Infection transmission is not the only event in human interaction that can generate non-linear population models. Other intrinsically non-linear population models would include those where one person generates stress in others, where one person threatens others with violence and stimulates them to buy guns, where one person teaches another or gives them information, and where one person offers support to another. Non-linear dynamic models encapsulating these processes are likely to give informative intuitions and provide surprising insights just like models of transmission have. In fact, models involving some of these processes have been developed by sociologists that could be but have not been applied in epidemiology (42). Models of transmission systems are the models involving social processes for which we currently have the most theoretical and data support. Thus, I encourage those who are interested in these other social questions to contribute to the science of transmission system analysis so that they can gain insights to address these other problems which might be of interest to them.

 

Models Help us Identify Inconsistencies in Our Knowledge or Beliefs

We often have observations on the pattern of exposure, the pattern of infection, the pattern of disease, and the extent of causal effect that we think exposures are having on infection and/or disease and sometimes rates of contact that spread infection. If this knowledge is not put into a transmission model, it is quite likely that investigators will accept estimates of exposure frequencies and exposure effects that are wholly inconsistent with available observations on infection and disease patterns. With non-linear systems, it just may not be very intuitive what different estimates are consistent or inconsistent with each other. Putting things together in a single model is often the only way to recognize certain inconsistencies.

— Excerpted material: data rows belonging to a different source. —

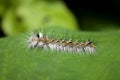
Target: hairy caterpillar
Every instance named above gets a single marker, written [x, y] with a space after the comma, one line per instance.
[44, 42]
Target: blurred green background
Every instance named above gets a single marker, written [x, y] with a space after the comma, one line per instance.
[17, 16]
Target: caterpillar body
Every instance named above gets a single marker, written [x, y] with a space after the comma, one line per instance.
[44, 42]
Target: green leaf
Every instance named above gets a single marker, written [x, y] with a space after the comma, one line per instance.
[19, 63]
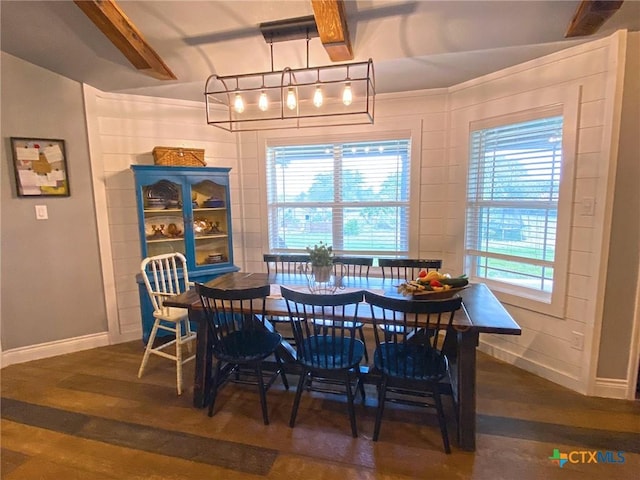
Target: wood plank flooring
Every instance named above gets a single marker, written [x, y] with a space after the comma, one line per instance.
[87, 416]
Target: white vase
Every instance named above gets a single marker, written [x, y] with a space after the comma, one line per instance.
[322, 273]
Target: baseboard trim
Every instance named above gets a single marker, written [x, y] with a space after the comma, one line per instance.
[548, 373]
[52, 349]
[611, 388]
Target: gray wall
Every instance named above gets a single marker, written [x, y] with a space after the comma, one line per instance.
[624, 254]
[51, 282]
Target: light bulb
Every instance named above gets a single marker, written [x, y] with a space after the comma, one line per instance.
[263, 102]
[347, 96]
[238, 104]
[317, 97]
[291, 99]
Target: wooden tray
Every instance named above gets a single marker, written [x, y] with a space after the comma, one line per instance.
[433, 295]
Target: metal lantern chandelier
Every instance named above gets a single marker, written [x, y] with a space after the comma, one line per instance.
[331, 95]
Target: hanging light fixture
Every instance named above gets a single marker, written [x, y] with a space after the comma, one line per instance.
[331, 95]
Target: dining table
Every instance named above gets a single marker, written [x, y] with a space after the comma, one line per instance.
[481, 312]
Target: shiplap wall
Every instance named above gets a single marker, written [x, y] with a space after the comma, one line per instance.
[417, 114]
[545, 346]
[123, 129]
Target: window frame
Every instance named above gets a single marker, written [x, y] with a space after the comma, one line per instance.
[279, 138]
[553, 303]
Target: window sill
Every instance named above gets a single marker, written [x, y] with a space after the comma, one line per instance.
[540, 302]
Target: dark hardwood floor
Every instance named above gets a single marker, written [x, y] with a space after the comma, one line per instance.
[87, 416]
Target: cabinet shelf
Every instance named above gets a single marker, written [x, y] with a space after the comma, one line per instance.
[202, 234]
[162, 210]
[213, 235]
[160, 240]
[212, 209]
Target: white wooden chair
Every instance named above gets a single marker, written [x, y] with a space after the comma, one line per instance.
[163, 279]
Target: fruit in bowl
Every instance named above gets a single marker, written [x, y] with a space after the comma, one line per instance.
[433, 282]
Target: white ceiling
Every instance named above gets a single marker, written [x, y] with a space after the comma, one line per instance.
[414, 44]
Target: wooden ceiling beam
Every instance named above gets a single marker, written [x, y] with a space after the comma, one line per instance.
[120, 31]
[331, 21]
[590, 16]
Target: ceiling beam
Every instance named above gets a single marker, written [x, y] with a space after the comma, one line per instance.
[590, 16]
[331, 21]
[120, 31]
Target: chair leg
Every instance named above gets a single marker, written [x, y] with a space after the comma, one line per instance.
[382, 395]
[441, 419]
[366, 354]
[179, 357]
[360, 386]
[263, 394]
[296, 401]
[352, 410]
[283, 375]
[214, 386]
[148, 348]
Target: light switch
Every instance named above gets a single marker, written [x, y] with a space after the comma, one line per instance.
[41, 212]
[587, 206]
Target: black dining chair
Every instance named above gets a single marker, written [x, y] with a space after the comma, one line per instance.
[330, 358]
[410, 359]
[406, 268]
[240, 341]
[286, 264]
[352, 268]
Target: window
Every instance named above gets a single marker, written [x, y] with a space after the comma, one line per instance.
[353, 196]
[512, 203]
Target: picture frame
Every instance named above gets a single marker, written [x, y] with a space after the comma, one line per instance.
[40, 166]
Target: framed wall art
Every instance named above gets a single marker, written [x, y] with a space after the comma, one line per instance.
[40, 165]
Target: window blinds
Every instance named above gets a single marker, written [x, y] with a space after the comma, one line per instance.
[353, 196]
[512, 202]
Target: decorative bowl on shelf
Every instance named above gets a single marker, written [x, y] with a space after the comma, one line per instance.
[154, 202]
[436, 295]
[213, 203]
[433, 285]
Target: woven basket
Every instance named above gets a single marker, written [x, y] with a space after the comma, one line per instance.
[173, 156]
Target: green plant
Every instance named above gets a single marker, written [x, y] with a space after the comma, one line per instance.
[321, 255]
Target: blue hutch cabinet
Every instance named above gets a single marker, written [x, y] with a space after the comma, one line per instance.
[186, 210]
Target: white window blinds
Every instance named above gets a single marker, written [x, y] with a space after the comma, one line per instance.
[353, 196]
[512, 202]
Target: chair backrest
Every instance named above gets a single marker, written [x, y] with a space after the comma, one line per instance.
[352, 266]
[404, 321]
[164, 276]
[286, 263]
[229, 311]
[406, 268]
[324, 345]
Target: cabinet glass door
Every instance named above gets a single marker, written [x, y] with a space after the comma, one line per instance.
[211, 223]
[163, 218]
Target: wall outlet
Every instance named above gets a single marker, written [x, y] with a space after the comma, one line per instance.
[577, 340]
[41, 212]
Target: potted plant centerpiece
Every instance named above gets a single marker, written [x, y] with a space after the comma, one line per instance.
[321, 258]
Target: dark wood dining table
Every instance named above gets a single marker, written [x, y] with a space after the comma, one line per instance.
[481, 313]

Recent work on models of gonorrhea have pointed out that our estimates of transmission probabilities, rates of acquiring immunity, frequency of asymptomatic infection, and duration of infection that is treated or untreated are inconsistent with the pattern of infection observed in populations. To make standard gonorrhea models consistent with observed population prevalence of infection, the transmission probabilities and frequencies of asymptomatic infection must be much higher than our observations on these parameters. Even with transmission probabilities and asymptomatic infection rates set at unrealistic levels, transmission models cannot reproduce the observed frequency of infection as a function of partner change rates. The models project infection rates in the high contact groups that are higher than we observe and infection rates in the low contact groups that are lower than we observe.

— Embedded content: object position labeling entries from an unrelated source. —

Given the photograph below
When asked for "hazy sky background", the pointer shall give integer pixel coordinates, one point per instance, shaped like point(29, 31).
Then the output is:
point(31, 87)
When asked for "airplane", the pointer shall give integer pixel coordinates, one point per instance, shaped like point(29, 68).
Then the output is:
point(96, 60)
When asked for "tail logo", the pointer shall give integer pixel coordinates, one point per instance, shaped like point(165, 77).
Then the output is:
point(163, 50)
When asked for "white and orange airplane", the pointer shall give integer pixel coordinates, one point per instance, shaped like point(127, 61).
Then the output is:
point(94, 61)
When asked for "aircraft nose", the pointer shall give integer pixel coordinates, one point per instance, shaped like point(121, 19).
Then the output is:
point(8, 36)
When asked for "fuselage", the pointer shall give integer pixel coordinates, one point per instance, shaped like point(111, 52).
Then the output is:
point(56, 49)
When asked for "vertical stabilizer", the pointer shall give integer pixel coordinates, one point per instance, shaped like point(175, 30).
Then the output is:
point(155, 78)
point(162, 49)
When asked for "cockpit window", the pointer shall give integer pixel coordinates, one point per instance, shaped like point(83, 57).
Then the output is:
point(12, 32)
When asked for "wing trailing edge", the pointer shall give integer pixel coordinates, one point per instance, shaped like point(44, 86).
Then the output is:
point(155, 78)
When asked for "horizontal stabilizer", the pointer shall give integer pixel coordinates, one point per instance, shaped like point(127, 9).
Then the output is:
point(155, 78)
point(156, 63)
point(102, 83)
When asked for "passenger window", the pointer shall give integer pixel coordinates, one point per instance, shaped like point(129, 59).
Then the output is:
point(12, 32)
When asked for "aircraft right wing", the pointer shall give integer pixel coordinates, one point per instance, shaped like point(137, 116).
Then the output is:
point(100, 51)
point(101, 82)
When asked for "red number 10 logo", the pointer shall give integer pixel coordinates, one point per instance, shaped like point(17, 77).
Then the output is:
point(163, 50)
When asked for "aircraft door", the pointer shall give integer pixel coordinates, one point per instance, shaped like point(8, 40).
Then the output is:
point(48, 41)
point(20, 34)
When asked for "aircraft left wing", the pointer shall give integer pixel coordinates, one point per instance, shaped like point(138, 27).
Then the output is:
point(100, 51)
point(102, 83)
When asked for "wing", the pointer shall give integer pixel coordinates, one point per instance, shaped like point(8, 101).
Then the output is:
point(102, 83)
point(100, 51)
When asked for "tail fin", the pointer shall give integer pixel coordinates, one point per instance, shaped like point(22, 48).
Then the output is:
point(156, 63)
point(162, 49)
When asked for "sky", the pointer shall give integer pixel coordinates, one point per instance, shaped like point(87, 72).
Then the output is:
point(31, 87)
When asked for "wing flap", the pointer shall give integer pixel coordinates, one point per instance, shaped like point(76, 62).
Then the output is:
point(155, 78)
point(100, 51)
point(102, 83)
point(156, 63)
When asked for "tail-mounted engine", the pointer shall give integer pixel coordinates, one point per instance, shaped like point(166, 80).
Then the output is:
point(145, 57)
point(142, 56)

Now sometimes when such inconsistencies are noted, one may call into question the observations. This happened in the case of HPV in relationship to cervical cancer. The incidence of specific genotypes of HPV, their prevalence, and their duration of infection were measured in numerous studies and no notice of the inconsistency of these measures was noted until they were put together in a single dynamic model. The temporal pattern of changing force of infection that would be required to make observations compatible with each other was quite improbable. In this case, inadequacies in detecting HPV at low levels were judged the best explanation for these inconsistencies.

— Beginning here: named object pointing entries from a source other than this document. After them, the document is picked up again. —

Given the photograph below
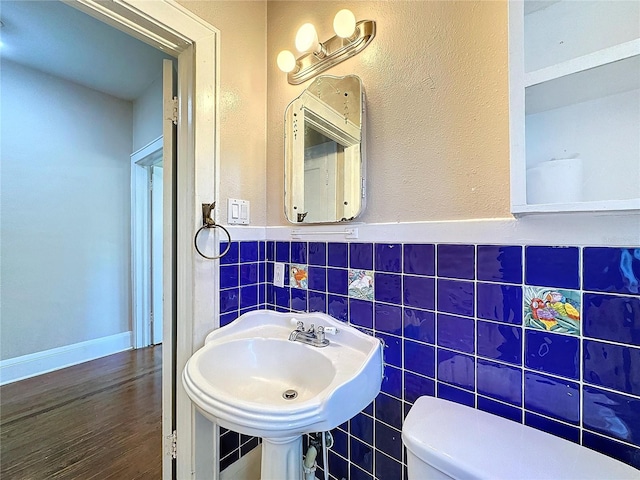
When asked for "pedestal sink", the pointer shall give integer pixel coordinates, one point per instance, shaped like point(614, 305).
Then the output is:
point(250, 378)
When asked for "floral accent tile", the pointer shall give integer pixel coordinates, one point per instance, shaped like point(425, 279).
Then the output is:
point(361, 284)
point(298, 276)
point(553, 310)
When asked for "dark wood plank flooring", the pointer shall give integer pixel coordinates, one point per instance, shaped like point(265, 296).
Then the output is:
point(98, 420)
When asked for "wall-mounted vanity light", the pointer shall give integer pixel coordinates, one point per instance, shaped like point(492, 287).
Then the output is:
point(351, 38)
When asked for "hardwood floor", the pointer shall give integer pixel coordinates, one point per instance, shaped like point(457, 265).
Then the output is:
point(98, 420)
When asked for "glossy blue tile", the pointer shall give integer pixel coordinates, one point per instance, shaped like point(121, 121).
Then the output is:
point(317, 253)
point(622, 452)
point(612, 366)
point(317, 301)
point(299, 299)
point(229, 300)
point(388, 410)
point(456, 261)
point(248, 296)
point(419, 325)
point(388, 257)
point(388, 440)
point(392, 349)
point(338, 307)
point(229, 276)
point(552, 353)
point(552, 267)
point(248, 273)
point(612, 414)
point(299, 252)
point(500, 263)
point(337, 255)
point(457, 395)
point(317, 278)
point(551, 426)
point(615, 270)
point(388, 288)
point(499, 381)
point(456, 369)
point(248, 251)
point(502, 303)
point(552, 397)
point(419, 358)
point(500, 409)
point(361, 455)
point(337, 281)
point(232, 256)
point(419, 291)
point(416, 386)
point(361, 256)
point(283, 252)
point(457, 333)
point(388, 318)
point(611, 317)
point(419, 259)
point(499, 342)
point(455, 297)
point(361, 312)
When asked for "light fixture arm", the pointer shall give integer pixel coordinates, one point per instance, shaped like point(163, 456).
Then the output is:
point(336, 51)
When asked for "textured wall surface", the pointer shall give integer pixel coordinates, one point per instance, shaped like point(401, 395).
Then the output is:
point(243, 96)
point(437, 99)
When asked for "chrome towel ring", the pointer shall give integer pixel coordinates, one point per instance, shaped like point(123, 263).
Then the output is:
point(208, 223)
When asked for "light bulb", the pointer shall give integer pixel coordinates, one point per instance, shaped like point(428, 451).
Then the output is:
point(344, 23)
point(286, 61)
point(307, 39)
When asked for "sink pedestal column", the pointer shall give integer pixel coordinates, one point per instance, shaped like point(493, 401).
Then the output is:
point(282, 458)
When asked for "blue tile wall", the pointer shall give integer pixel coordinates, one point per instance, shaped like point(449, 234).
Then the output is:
point(452, 320)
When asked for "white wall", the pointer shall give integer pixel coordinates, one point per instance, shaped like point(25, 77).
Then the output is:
point(65, 243)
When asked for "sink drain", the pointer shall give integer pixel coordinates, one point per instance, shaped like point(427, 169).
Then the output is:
point(289, 394)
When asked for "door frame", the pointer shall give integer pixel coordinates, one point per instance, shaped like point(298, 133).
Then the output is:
point(172, 28)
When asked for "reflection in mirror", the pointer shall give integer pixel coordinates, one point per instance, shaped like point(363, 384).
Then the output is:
point(324, 160)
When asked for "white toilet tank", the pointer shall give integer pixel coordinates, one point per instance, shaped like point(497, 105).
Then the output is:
point(446, 440)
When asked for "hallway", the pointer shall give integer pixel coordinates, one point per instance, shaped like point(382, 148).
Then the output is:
point(97, 420)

In the case of gonorrhea, however, I suspect that the observations are not all that bad and that we need not discard our observations to explain the inconsistencies. Instead, I think that the standard gonorrhea model is wrong. The standard gonorrhea model has a single gonorrhea agent that stimulates no immunity at all. But recent observations using molecular measurements to distinguish different strains of gonorrhea indicate that each gonorrhea strain stimulates some immunity. There are so many different strains, however, that failing to distinguish strains make it seem that no immunity is acquired at all. By changing the gonorrhea model to include multiple partially cross-reacting strains, it should be possible to make all current observations fit into the model.

 

Models Help Us Identify What Is Known and What Is Unknown About A Subject

The standard approach to epidemiological risk factors is to make a laundry list of exposures that can lead to disease, collect data on the association of those exposures with disease, and go through an inference process which selects those exposures one is willing to call causes. With this approach, there is no way to know when the list is complete. Even when one factor explains 100% of the variance in occurrence of a disease, other important risk factors might still be discovered. For example, early studies of monozygous and dizygous twins explained almost all of the variance in polio occurrence. Polio is very strongly determined by genetics. When everyone gets infected, only genetic variance explains population variance. But infection is still the most controllable cause of the disease. Thus, the standard approach to finding causes in epidemiology neither provides guideposts pointing out where causes should be pursued nor criteria to know when the goal has been reached.

Constructing a transmission system model is a better way to organize the search for causes. To construct a transmission model, one must put all the essential elements into the model. Transmission system models demand a contact process, a transmission process, a disease progression process, and an immunity process. They often demand that the population be classified into various states of susceptibility, contagiousness, and immunity. Birth, aging, and death processes often demands clear expression. Until one starts to construct contact processes between groups, one is unlikely to think at all about the nature or the determinants of such processes. But when one thinks about them, their key roles in transmission systems become evident.

The construction of such models makes the modeler quite aware of their ignorance. It drives one to the literature to glean what is known about the various parameters of the model. It often happens that the model demands parameters for areas where there has been no inquiry at all.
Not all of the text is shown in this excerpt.